Vanguard has called for changes to the fiduciary rule, suggesting that the Department of Labor (DOL) remove obstacles that it says could complicate compliance and access to investment advice.
The firm has called for the rule’s definition of investment advice to exclude recommendations for investors to save more for retirement and modify extreme asset allocations.
The asset manager argued that encouraging investors to save for retirement does not create a conflict of interest.
In a letter to the DOL, Vanguard chief executive Bill McNabb wrote that the firm also wanted the definition of advice to exclude communications between independent fiduciaries with financial expertise and financial institutions.
He said requiring disclosures between these two parties delayed the exchange of information on products and services.
‘As currently drafted, we are concerned that the rule will reduce investor access to investment advice and education that will result in increased costs of service, ultimately reducing retirement wealth,’ said McNabb.

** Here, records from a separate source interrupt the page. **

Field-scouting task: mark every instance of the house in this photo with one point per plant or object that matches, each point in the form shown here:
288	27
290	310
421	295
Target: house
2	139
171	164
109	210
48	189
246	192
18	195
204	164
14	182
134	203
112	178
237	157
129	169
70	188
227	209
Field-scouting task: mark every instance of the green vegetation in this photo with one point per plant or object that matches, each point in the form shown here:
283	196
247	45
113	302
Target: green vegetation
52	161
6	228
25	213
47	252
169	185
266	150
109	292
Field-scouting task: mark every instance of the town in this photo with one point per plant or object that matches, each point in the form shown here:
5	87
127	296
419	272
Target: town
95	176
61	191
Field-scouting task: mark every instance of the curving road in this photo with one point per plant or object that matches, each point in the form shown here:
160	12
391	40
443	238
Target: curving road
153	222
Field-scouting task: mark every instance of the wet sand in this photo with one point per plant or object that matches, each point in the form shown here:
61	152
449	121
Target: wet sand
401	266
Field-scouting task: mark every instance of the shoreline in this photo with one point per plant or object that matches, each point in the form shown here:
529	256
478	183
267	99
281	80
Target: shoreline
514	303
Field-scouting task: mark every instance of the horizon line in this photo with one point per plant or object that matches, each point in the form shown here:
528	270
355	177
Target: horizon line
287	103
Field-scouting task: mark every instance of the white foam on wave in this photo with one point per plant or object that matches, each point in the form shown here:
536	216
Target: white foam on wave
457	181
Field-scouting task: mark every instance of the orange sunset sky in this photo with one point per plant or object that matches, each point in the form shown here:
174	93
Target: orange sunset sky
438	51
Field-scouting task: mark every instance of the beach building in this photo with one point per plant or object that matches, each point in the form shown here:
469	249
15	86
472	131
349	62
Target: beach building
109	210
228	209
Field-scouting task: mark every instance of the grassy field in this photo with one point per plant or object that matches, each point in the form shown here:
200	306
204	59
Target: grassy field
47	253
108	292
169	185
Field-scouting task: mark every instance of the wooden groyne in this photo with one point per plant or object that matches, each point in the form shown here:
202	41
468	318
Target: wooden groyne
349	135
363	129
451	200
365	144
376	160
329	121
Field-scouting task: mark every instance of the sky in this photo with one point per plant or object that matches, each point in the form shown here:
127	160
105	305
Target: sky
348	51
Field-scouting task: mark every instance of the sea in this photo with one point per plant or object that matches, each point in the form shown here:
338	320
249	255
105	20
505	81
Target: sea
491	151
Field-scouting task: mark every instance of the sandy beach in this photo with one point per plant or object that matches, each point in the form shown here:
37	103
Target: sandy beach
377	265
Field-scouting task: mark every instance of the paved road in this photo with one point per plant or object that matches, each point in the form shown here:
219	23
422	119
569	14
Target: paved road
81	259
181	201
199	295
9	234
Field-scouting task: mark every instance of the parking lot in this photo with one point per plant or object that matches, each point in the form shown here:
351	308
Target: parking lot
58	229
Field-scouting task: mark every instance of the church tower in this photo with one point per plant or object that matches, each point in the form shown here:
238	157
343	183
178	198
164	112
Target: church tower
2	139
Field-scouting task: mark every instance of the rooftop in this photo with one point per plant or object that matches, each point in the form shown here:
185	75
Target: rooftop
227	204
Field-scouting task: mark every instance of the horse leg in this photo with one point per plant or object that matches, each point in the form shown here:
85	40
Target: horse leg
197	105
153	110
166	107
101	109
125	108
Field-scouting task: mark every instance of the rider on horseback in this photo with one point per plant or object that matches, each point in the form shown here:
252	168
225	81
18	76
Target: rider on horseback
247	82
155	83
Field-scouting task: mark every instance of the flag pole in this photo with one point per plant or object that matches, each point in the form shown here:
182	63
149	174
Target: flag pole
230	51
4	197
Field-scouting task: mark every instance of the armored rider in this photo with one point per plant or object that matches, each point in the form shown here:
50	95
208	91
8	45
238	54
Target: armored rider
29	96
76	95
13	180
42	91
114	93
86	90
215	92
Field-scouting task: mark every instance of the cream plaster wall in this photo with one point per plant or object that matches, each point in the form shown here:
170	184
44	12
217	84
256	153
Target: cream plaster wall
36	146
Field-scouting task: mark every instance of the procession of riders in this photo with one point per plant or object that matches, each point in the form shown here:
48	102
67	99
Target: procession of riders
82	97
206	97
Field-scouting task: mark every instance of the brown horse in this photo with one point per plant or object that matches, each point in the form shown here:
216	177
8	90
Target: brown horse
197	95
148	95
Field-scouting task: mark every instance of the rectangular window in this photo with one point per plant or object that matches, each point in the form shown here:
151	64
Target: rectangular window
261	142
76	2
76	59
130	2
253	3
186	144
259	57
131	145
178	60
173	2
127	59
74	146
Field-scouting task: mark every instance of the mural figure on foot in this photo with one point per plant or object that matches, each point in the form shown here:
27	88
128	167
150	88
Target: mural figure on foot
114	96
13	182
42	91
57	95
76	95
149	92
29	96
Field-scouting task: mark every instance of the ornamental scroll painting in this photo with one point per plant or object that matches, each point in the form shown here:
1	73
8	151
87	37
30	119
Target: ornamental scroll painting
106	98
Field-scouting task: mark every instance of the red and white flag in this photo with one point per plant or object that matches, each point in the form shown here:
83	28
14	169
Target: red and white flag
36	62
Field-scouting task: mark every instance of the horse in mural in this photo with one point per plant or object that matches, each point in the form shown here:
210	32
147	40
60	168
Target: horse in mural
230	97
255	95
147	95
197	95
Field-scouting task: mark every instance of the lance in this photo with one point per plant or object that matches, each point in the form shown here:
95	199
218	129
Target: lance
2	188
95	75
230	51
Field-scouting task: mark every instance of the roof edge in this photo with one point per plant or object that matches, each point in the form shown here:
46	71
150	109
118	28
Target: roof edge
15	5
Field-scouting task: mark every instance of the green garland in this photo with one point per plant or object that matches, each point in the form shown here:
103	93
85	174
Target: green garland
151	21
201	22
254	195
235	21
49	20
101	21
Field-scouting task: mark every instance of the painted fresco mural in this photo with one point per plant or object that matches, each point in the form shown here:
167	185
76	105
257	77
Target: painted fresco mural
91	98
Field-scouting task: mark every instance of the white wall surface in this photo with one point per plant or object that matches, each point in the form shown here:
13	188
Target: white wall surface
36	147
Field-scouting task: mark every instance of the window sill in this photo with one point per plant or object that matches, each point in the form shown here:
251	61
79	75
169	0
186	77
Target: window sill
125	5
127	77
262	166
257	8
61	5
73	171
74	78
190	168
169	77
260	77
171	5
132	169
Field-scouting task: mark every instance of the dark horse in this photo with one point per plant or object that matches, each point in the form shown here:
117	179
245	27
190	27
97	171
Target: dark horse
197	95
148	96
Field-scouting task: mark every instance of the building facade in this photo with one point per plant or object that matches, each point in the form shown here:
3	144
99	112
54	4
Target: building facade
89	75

His comments come as the trade group the Insured Retirement Institute released finding from a survey that claims the fiduciary rule has already limited access to advice, with brokers dropping clients creating so-called orphan accounts.
Orphaned accounts, or accounts that are no longer served by advisors leaving investors on their own, have reached 155,000 since the first part of the rule came into effect in June, according to a July 2017 survey led by the agency.
The rule was only partially implemented in June when two segments of it requiring advisors to act in the best interest of their clients went live. The first part expanded the definition of who a fiduciary is and the second, established fair conduct standards.
The trade association which represents numerous financial institutions wrote its concerns in a lettered response to the DOL’s June request for public comment and urged the department to work with the Securities and Exchange Commission on the rule.